Passo 6 — Conclusão, Generalização e Dica de Prova
- Reafirmação do gabarito: apenas a estrutura condicional aparece de forma sistemática na letra e carrega, em seu próprio significado lógico, a ideia de "aviso do que acontecerá se X for feito" — marca central de qualquer discurso de ameaça ou ultimato.
- Padrão de cobrança: o ENEM frequentemente pede para identificar o recurso linguístico responsável por um efeito de sentido específico em textos literários, letras de canção, tirinhas ou charges — sempre exigindo que o candidato ligue "forma" a "efeito", e não apenas reconheça a forma isoladamente.
- Generalização: quando o enunciado pergunta qual recurso "evidencia" ou "reforça" determinado efeito de sentido (ironia, humor, ameaça, ambiguidade), busque o recurso cujo significado tem relação lógica direta com esse efeito — não necessariamente o mais visualmente repetitivo do texto.

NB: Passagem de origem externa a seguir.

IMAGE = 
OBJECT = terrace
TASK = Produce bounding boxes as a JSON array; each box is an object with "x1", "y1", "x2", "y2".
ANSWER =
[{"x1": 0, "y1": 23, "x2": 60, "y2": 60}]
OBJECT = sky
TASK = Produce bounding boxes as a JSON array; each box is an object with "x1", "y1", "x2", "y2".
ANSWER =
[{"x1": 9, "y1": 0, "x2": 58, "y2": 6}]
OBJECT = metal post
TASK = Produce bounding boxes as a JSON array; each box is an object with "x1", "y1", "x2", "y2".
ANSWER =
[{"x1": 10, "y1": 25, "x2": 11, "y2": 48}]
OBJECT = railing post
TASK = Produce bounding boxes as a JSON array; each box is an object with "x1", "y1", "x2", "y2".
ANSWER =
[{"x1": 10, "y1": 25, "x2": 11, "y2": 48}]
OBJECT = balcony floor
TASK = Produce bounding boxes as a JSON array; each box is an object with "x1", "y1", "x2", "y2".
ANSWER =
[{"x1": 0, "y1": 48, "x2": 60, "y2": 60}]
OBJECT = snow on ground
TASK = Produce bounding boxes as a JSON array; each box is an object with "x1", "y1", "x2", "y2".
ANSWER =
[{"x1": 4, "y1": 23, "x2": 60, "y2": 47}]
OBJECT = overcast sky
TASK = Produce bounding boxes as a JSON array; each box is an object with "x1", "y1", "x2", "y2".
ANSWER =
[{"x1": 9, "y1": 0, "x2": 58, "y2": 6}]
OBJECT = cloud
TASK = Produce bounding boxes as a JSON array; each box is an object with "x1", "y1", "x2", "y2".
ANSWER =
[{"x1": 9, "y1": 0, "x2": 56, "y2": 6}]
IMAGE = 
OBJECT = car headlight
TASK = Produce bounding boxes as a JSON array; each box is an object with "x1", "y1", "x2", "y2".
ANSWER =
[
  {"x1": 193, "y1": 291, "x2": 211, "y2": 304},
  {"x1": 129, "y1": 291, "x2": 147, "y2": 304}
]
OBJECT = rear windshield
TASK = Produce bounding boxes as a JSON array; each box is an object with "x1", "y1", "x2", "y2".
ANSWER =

- Dica de eliminação rápida: elimine primeiro as alternativas que descrevem recursos pontuais, sem recorrência real no texto (aqui, o vocativo aparece uma única vez — fora); em seguida, entre os recursos de fato recorrentes, escolha aquele cujo conteúdo explica o efeito pedido (condicional vence paralelismo).
- Conexões: orações subordinadas adverbiais; funções da linguagem (função conativa/apelativa); recursos estilísticos e efeitos de sentido em letras de canção.